Potential variants in the next decade of consumption growth
How the Chinese economy and government policy evolve over the decade will affect four areas, which business leaders should monitor:
GDP growth A projection of 3.6 percent a year from 2020 to 2025 is relatively conservative. If it proves to be optimistic, the pace of consumption growth will be lower, too.
Internet penetration Expected to rise to 75 percent by 2025 from 48 percent in 2014, Internet penetration is is another important component of consumption projections. The government’s Internet+ initiative and stated targets for Internet access imply it is committed to building the necessary infrastructure. However, much can change in the coming decade.
The household financial-services sector The development of this sector, key to higher consumer spending, depends on a regulatory framework and infrastructure to support credit cards, consumer loans and other financial services. There is evidence that these are finally starting to evolve. But there is a long way to go, and the enduring support of government regulators is far from certain.
The business environment Current projections take into account signs that the government is pulling back from marketization of the economy and is instead seeking to engineer solutions to the country’s economic problems. This raises questions about its commitment to driving consumption-led growth. Moreover, there is a prevailing ideological pillar that would resist seeing the proceeds of increasing consumption flow disproportionately to foreign brands. Policy developments will inevitably affect consumption, for better or worse.
Applications and implications for business strategy
The City Strata framework serves as a road map whose central purpose is to guide geographic decisions: where to go first, where to go next. Strategies will vary.

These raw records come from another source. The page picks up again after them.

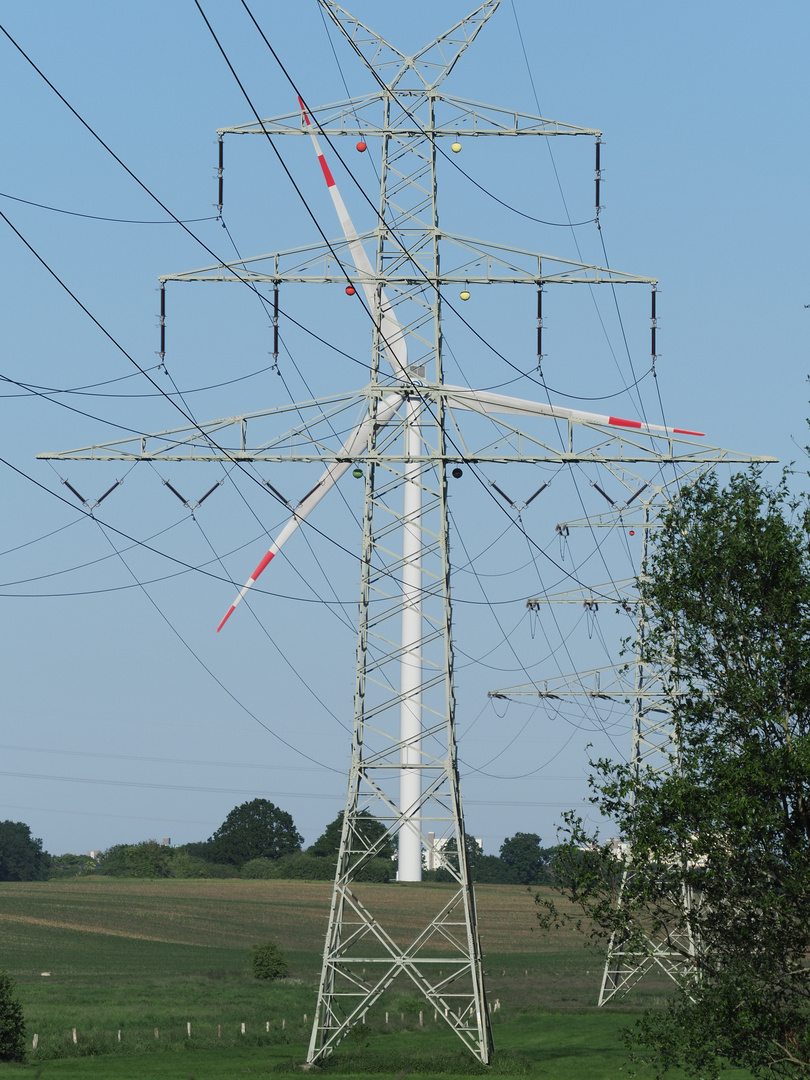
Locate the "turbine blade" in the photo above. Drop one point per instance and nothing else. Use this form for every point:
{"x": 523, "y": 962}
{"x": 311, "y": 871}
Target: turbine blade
{"x": 351, "y": 448}
{"x": 483, "y": 401}
{"x": 391, "y": 332}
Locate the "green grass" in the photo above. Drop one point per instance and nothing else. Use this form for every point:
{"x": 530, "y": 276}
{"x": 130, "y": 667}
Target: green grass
{"x": 135, "y": 956}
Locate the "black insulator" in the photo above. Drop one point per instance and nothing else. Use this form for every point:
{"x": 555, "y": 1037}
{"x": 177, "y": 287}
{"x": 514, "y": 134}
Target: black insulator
{"x": 540, "y": 323}
{"x": 605, "y": 495}
{"x": 175, "y": 491}
{"x": 502, "y": 494}
{"x": 277, "y": 493}
{"x": 210, "y": 491}
{"x": 598, "y": 174}
{"x": 537, "y": 493}
{"x": 71, "y": 488}
{"x": 108, "y": 491}
{"x": 219, "y": 175}
{"x": 636, "y": 495}
{"x": 310, "y": 493}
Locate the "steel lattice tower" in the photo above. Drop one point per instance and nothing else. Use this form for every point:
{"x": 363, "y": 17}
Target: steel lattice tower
{"x": 404, "y": 763}
{"x": 647, "y": 691}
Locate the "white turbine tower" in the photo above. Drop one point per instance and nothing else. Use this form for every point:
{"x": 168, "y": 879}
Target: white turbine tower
{"x": 404, "y": 769}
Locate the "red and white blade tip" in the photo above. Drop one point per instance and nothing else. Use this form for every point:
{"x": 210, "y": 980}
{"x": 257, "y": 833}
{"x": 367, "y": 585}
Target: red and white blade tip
{"x": 619, "y": 422}
{"x": 250, "y": 582}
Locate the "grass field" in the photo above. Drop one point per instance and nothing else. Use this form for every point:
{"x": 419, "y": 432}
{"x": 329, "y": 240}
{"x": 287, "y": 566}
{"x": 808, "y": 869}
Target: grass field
{"x": 132, "y": 963}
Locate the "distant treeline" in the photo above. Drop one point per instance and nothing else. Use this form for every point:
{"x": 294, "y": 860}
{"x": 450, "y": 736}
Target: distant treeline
{"x": 259, "y": 840}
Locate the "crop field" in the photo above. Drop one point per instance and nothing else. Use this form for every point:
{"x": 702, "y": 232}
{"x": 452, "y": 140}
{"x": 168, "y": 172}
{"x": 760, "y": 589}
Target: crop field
{"x": 152, "y": 976}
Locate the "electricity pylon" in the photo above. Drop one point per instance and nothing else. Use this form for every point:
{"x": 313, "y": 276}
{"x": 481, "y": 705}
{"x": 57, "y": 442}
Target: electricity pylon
{"x": 406, "y": 442}
{"x": 647, "y": 692}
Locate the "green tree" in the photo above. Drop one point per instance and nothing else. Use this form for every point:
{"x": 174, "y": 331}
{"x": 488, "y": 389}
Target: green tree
{"x": 369, "y": 828}
{"x": 524, "y": 858}
{"x": 147, "y": 859}
{"x": 22, "y": 858}
{"x": 268, "y": 961}
{"x": 726, "y": 603}
{"x": 12, "y": 1023}
{"x": 255, "y": 829}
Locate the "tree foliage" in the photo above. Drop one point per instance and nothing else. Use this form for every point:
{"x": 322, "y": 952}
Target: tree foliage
{"x": 727, "y": 609}
{"x": 22, "y": 858}
{"x": 524, "y": 859}
{"x": 146, "y": 860}
{"x": 255, "y": 829}
{"x": 268, "y": 961}
{"x": 12, "y": 1022}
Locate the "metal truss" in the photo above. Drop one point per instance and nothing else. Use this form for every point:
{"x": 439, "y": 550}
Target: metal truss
{"x": 647, "y": 692}
{"x": 404, "y": 759}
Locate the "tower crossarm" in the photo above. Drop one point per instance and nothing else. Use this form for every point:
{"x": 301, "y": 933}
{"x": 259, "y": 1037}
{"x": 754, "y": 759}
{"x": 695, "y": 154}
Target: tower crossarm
{"x": 583, "y": 441}
{"x": 450, "y": 117}
{"x": 464, "y": 260}
{"x": 615, "y": 683}
{"x": 429, "y": 66}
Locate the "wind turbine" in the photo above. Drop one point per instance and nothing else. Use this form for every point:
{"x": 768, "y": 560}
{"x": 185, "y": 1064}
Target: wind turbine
{"x": 404, "y": 702}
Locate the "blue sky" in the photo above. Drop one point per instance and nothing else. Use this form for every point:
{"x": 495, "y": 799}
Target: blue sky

Those looking to emulate Nestlé and Yum! Brands, for instance, will seek to travel far and wide. They might start in a few big cities but quickly build from there. Those taking Disney or Apple as their example will make selective investments in retail and service infrastructure in a small number of cities.

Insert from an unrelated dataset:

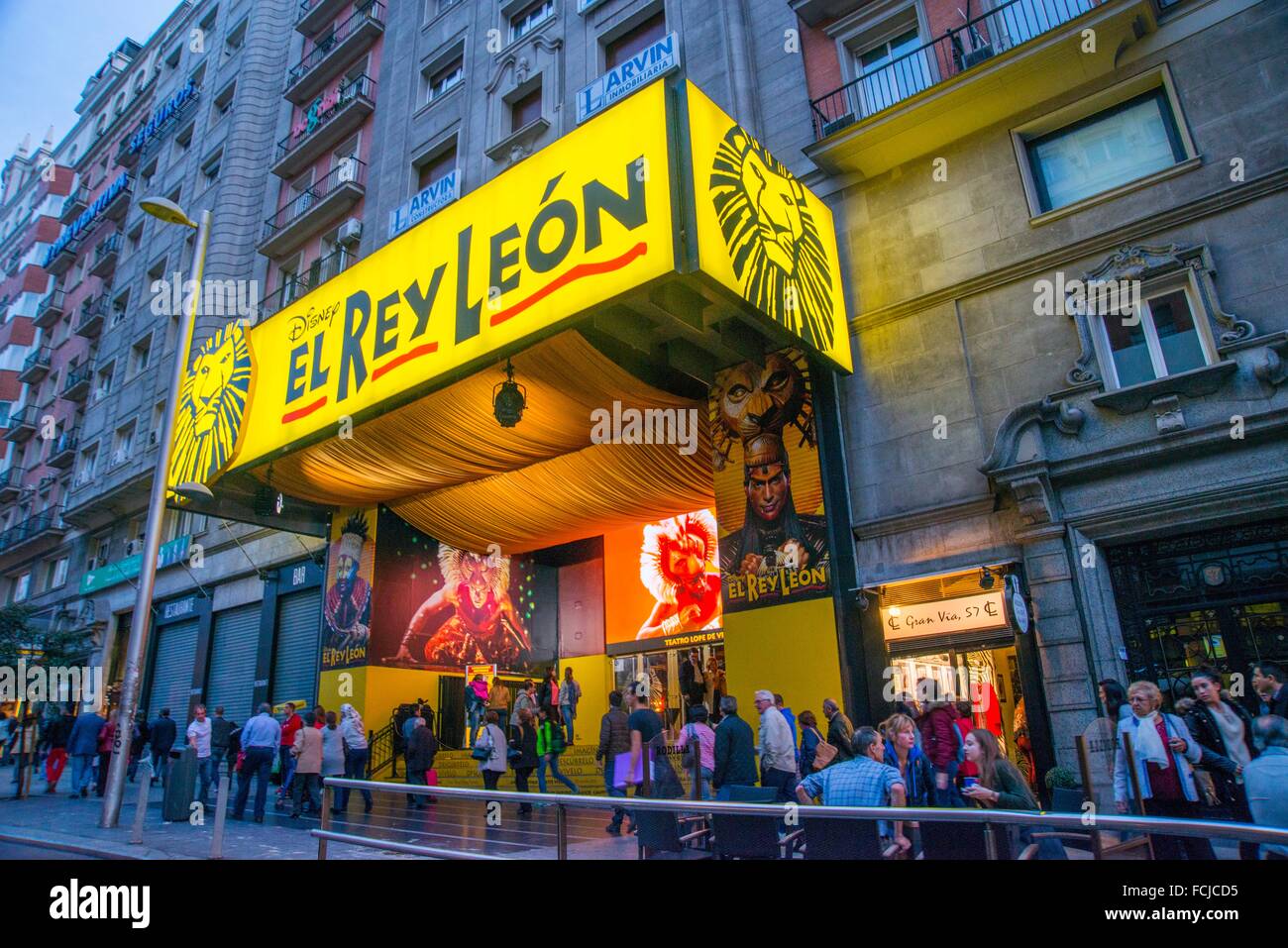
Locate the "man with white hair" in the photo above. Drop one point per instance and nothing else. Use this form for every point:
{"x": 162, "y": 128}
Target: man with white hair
{"x": 777, "y": 753}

The majority of companies will start and finish their journeys within the top five strata, at least for the next 10 years. Companies in particular industries or with well-established distribution systems might find it beneficial to venture into cities even lower down the hierarchy, but they should proceed with extreme caution. Whichever locations they choose, understanding the needs and desires of Connected Spenders— which will not be the same as those of middle-income consumers in Western economies and, importantly, which will differ between strata—will dictate how best to serve them.
During the years of booming economic growth, many consumer businesses in China enjoyed unprecedented growth. But the situation has changed, permanently. A far higher degree of strategic precision is needed. The City Strata and Connected Spender frameworks will guide geographic-market selection and customer focus, which in turn will enable improvement across a range of business activities, including new-product development, marketing and communications, and distribution—all of which are critical to differentiating a company’s brand in a more competitive environment, and some of which were arguably not sufficiently targeted during the boom years.